At 8 December 2015 at 06:57, Blogger Ali Gohar said...

Your depth of knowledge and erudition amply reflects in your writings. The books referred by you will certainly pique the interest of our young readers to explore the glorious and eventful history of the region, and to take pride in their roots and culture. As for me, a relatively recent travel writer, Paul Theroux' " Dark Star Safari" has captivated my imagination. like no other book. I am so enamoured with his subtle wit and style that I have ordered another book authored by him titled "The Great Railway Bazar".

At 8 December 2015 at 09:03, Anonymous Salman Rashid said...

Ali Gohar, I have not read Dark Star Safari, but The Great Railway Bazaar is an old and highly favoured classic that I've read at least three times.

At 8 December 2015 at 09:17, Anonymous Anonymous said...

Thank You sir for the suggestions. Are Shipton's books available in Lahore?? Like at Sang e Meel

At 8 December 2015 at 10:04, Anonymous Salman Rashid said...

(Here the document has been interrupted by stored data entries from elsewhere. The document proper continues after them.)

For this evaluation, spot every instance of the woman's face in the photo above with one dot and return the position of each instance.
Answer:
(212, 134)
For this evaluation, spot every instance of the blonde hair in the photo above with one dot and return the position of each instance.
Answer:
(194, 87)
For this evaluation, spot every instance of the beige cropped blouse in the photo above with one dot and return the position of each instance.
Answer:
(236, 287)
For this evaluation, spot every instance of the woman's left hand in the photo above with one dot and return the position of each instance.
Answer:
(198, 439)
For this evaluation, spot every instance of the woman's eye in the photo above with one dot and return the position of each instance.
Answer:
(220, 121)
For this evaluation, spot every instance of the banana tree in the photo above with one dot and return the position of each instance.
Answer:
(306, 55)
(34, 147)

No, sir. These books are not available in Lahore or anywhere in Pakistan. Get them from Amazon.

At 9 December 2015 at 03:43, Blogger Muhammad Imran Saeed said...

Oh boy, oh boy, oh boy....
More to read, more to treasure. Thank you sir! for opening another dimension on the path of reading. I shall always stay indebted to your wisdom.
@Ali Gohar: here is one more seeker of The Great Railway Bazaar...

At 10 December 2015 at 16:54, Anonymous Salman Rashid said...

Imran Saeed, you are welcome to borrow something from me. But only if you cannot find it elsewhere. My copy of News from Tartary is however quite tattered!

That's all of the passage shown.